I have an icky cold. And tomorrow W delivers his third (penultimate!) State of the Union address. “President Bush is expected to have harsh words for Iraq” predicts CNN. What an insight. I don’t expect anything new or shocking in the speech, except of course some semblance of clarity, vocabulary, and grammar—because W will be expected to stick to the teleprompter and won’t be taking questions.

The real question is which word, phrase, or event will be the centerpiece of the State of the Union Drinking Game this year. This was a tradition within my circle of friends in college, and is one which I observe to this day. Each year we choose one word, phrase or event—typically “evildoers,” “working people” or “both sides of the aisle rise for a standing ovation”—at which we all take a drink. The trick, of course, is to choose something that will occur often enough for us to get pretty loaded, but not often enough to knock us on our asses.

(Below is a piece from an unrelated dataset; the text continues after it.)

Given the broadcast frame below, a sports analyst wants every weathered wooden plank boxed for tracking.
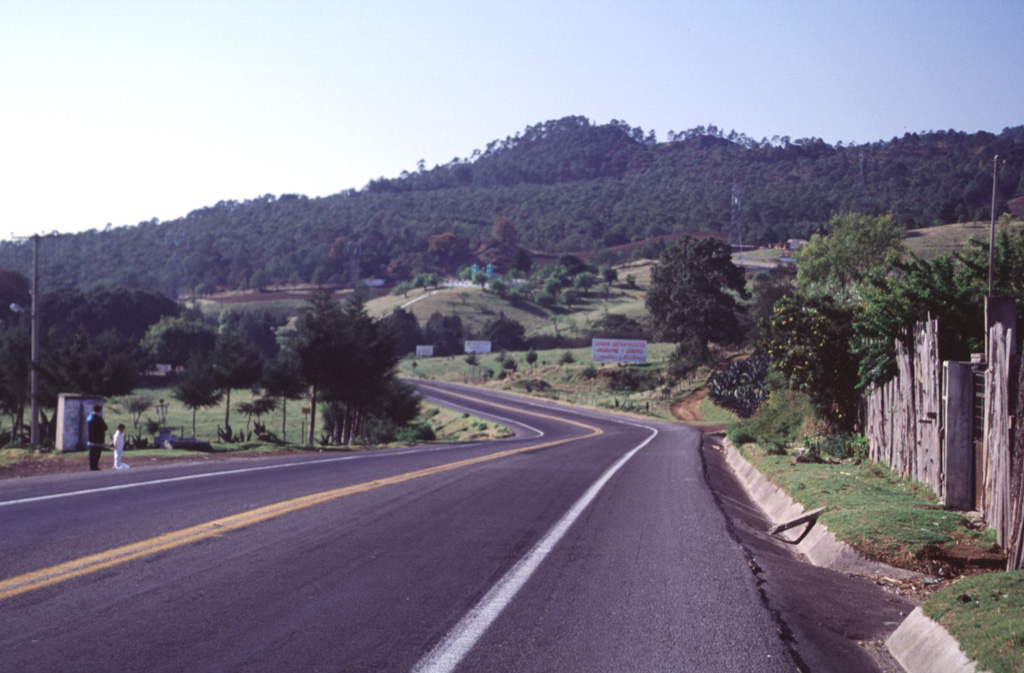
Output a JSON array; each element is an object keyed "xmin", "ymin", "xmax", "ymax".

I wish I’d thought to record what we used for this game each year. It might serve as some kind of historical record. I have to say that despite my political nerdiness I scarcely recall what any president has ever said in a State of the Union address, mostly because of the drinking factor. I do remember staying up “late” to watch Bill Clinton’s first with my dad. I was 13 or so and I remember microwaving triscuits with cheddar cheese on top and listening to my dad say things like “all-right!” in his earnest 1950s slang way (he’ll say things like “far out!” without a trace of irony).

Squagel is not a word

This morning, as usual, I stopped by Cosi for a coffee and a “squagel” with cinnamon-raisin “s’bread.” Why the wacky, wacky names for ordinary food? Well, you see, Cosi (formerly Xando) is DC’s own hometown Starbucks-like coffee chain. A term of its corporate charter is, therefore, that it use nonintuitive and vaguely Italian terms for its food and beverage offerings.

The worst thing about trendy little coffee chains is that they not only come up with cutesy names for their specialties and their sizes of coffee, but that they also dehumanize their clientele by forcing them to use said cutesy terminology in order to be served. The woman in front of me in line this morning, poor innocent soul, ordered a "venti" latte. The Cosi clerk then said, "what does venti mean?" "Oh, sorry," said the customer, "I meant gigante." It’s like she was speaking another language. Starbucksese.